È una scoperta che “potrebbe riscrivere la storia delle rotte commerciali dell’epoca tardo imperiale romana“. Lo spiega all’Adnkronos il capitano Salvatore Spezzati, della sezione operativa navale della Guardia di Finanza di Gallipoli, in provincia di Lecce, a proposito del ritrovamento nel Mar Jonio di una grande imbarcazione del IV secolo dopo Cristo. A coordinare l’operazione il Reparto Operativo Aeronavale della Guardia di Finanza di Bari, che ha collaborato con la Soprintendenza Archeologia Belle Arti e Paesaggio per le province di Brindisi, Lecce e Taranto, ricevendo il supporto del II Nucleo Sommozzatori di Taranto. La nave nella parte sottostante (chiglia e fasciame) è ancora intatta e stabile. “Questo ha colpito molto i sommozzatori archeologi“, aggiunge Spezzati. “Inabissandosi e raggiungendo il fondale, si è adagiata su un lato. Mentre il ponte si è perso, il resto è integro”.
Scoperte centinaia di anfore
Ma la scoperta forse più importante è quella delle centinaia di anfore dell’epoca, in due delle quali è stato ritrovato materiale che ricondurrebbe al garum, una salsa di pesce pregiata e ricercata molto utilizzata all’epoca nelle cucine dell’Impero. Il fatto che il carico si sia conservato costituisce una circostanza insolita. Ora bisognerà verificare cosa contengono le altre anfore.

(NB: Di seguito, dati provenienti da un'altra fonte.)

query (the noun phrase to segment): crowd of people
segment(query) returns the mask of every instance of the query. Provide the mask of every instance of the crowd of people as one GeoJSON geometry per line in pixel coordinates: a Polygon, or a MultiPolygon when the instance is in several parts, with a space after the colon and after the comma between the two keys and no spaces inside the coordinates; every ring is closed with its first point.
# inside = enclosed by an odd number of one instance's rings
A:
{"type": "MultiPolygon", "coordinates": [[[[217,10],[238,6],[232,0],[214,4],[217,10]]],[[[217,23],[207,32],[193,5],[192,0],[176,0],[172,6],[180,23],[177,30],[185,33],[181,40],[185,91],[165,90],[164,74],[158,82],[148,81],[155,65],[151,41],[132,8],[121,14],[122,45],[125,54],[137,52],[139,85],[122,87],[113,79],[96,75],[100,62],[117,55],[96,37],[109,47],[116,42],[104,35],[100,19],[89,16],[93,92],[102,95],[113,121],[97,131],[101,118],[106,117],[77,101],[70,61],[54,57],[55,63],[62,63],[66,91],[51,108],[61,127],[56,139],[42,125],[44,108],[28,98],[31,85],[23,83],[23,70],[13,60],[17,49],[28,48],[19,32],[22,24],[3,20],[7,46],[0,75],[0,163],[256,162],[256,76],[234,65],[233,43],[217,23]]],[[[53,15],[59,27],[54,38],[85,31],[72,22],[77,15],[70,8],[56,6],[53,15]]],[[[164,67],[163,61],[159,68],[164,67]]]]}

Si tratta di una grande imbarcazione oneraria del tardo impero romano adibita al trasporto di materiale. Anche la forma delle anfore contribuirebbe a quella ipotesi di datazione.
Nuovi indizi sulle rotte commerciali
“A detta degli archeologi finora si riteneva che all’epoca fossero maggiormente sviluppate le rotte dei traffici tra Calabria e Magna Grecia jonica con il nord Africa – spiega il capitano Spezzati – mentre l’imbarcazione è stata ritrovata in un punto, nel mare di Gallipoli, dove non c’erano evidenze e non si immaginava il passaggio di queste navi”.
In Puglia, peraltro, già sono catalogati più di 500 siti archeologici subacquei. “Questo di Gallipoli non era previsto“, specifica Spezzati. Non sono esclusi dunque altri ritrovamenti importanti che potrebbero arricchire il quadro.
La nave è stata individuata a giugno scorso grazie al monitoraggio dei fondali da parte della Guardia di Finanza, unica forza con compiti di polizia in mare, ma la notizia è stata resa nota ufficialmente ieri per mantenere la riservatezza ed evitare così la fuga di notizie e possibili attacchi di predoni.
Dopo il ritrovamento, il lavoro più delicato è stato quello di tenere sotto osservazione la zona che comunque è monitorata dalla Guardia di Finanza per il controllo di altri fenomeni, specie in determinati periodi dell’anno come quello estivo. Nel frattempo sono stati reperiti dalla Soprintendenza i fondi per gli interventi di documentazione, indagine archeologica e messa in sicurezza del relitto. Si tratta di 780.000 euro stanziati dal Consiglio Superiore dei Beni culturali e paesaggistici che serviranno alle attività propedeutiche allo scavo archeologico subacqueo e al successivo recupero del carico, alle attività conservative da seguire sui reperti e sui resti dell’imbarcazione antica.